Introduction Endorsed by international guidelines, risk stratification plays a central role in the optimal management of patients with non ST-elevation (NSTE-ACS). High risk patients benefit from an early invasive approach and admission biomarker levels may help to identify this cohort. Atrial natriuretic peptide (ANP) is a recognised prognostic marker in ST elevation myocardial infarction (STEMI) and in heart failure (HF) but has not been evaluated in NSTE-ACS. The precursor of ANP is N-terminal Pro-ANP whose mid regional epitope is more stable when compared to epitopes of N- or C- terminals of pro-ANP used in previous assays.

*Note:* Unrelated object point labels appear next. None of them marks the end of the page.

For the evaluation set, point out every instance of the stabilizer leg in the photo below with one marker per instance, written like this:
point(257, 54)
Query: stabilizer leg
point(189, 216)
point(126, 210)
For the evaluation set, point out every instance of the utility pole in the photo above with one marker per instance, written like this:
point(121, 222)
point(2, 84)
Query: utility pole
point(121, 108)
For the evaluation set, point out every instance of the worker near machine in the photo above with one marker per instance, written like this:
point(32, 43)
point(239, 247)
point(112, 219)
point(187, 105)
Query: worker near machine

Aims To assess the prognostic value, optimum time for sampling and a cut off value for mid regional proANP in unselected patients' with non ST elevation ACS (NSTE-ACS). We use GRACE risk score and NTproBNP as benchmark comparators.

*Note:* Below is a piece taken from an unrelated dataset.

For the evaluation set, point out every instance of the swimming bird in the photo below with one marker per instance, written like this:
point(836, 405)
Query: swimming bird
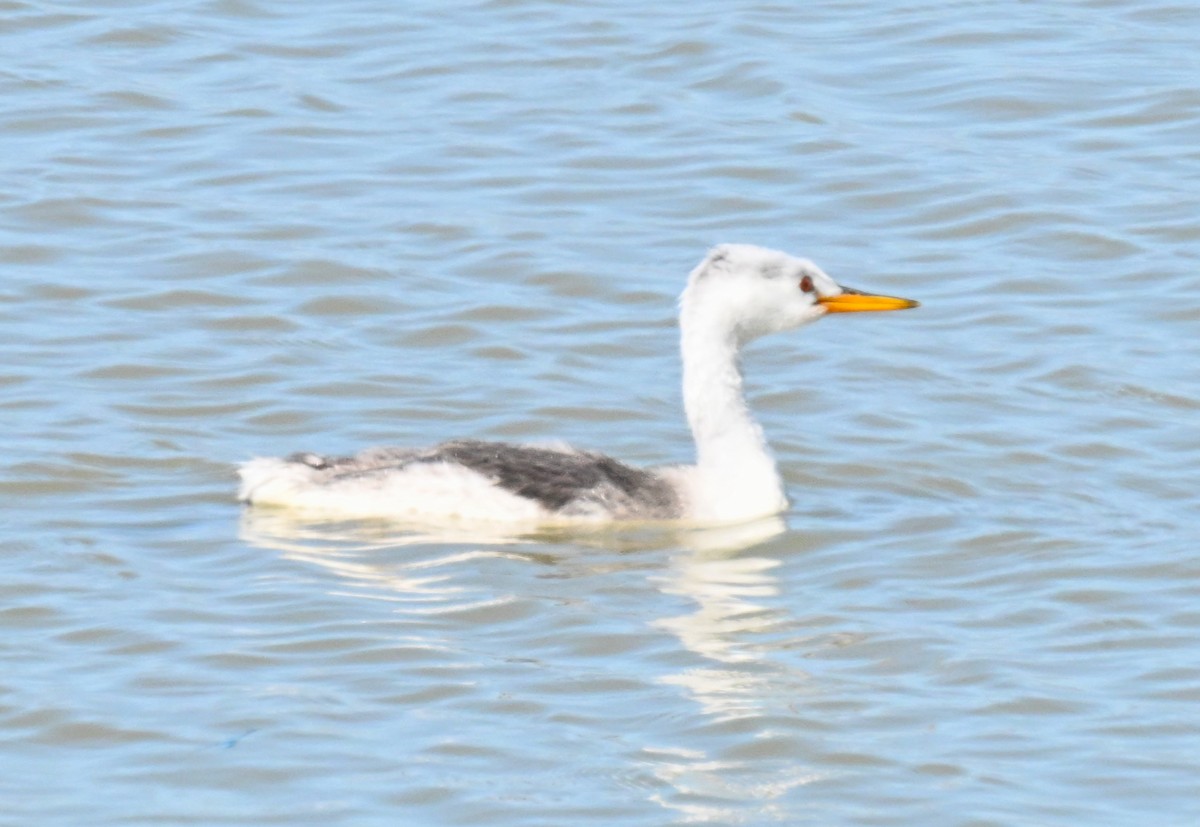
point(735, 295)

Method and Results Plasma MRproANP was measured both on admission (taken within 36 h of symptoms) and discharge (3 to 5 days later) in 630 (437 men, median age 70.0±12.8 years) patients with NSTE-ACS. During follow up which ranged from 150 to 1059 days the primary end point of a major adverse cardiac event (MACE) was reached by 170 (27%) patients. This included 84 (13.3%) deaths, 56 (8.9%) readmissions with HF and 68 (10.8%) re-infarctions.

Admission and discharge levels were entered into 2 separate multivariate Cox regression models adjusted for important clinical and biochemical factors and Receiver Operator Characteristic (ROC) analyses performed with results shown in Abstract 43 Table 1.

Admission levels demonstrated a stronger association with MACE were therefore used for comparison against GRACE score and admission NTproBNP level in a further multivariate Cox model. This showed that MRproANP (HR 5.81 p<0.001) and GRACE score calculated pre-discharge (HR 1.01 p=0.024) continued to be independently associated with the primary end point but not admission NTproBNP (HR 1.00 p=0.99) or GRACE score if calculated on presentation (HR 1.01 p=0.057). The accuracy of MRproANP at prediction of the MACE (AUC 0.76 p<0.001) was not improved by combining with GRACE score (AUC 0.72 p<0.001) both (AUC 0.76 p<0.001). ROC analyses provided the optimum cut off value for MRproANP for prediction of MACE of 165 pmol/L which gave optimum survival stratification on Kaplan–Meier analysis (log rank 90.12 p<0.001).

Conclusion MRproANP level is a potent prognostic marker of adverse events. Admission levels offer early identification of high risk NSTE-ACS patients and its role in optimising management requires further investigation.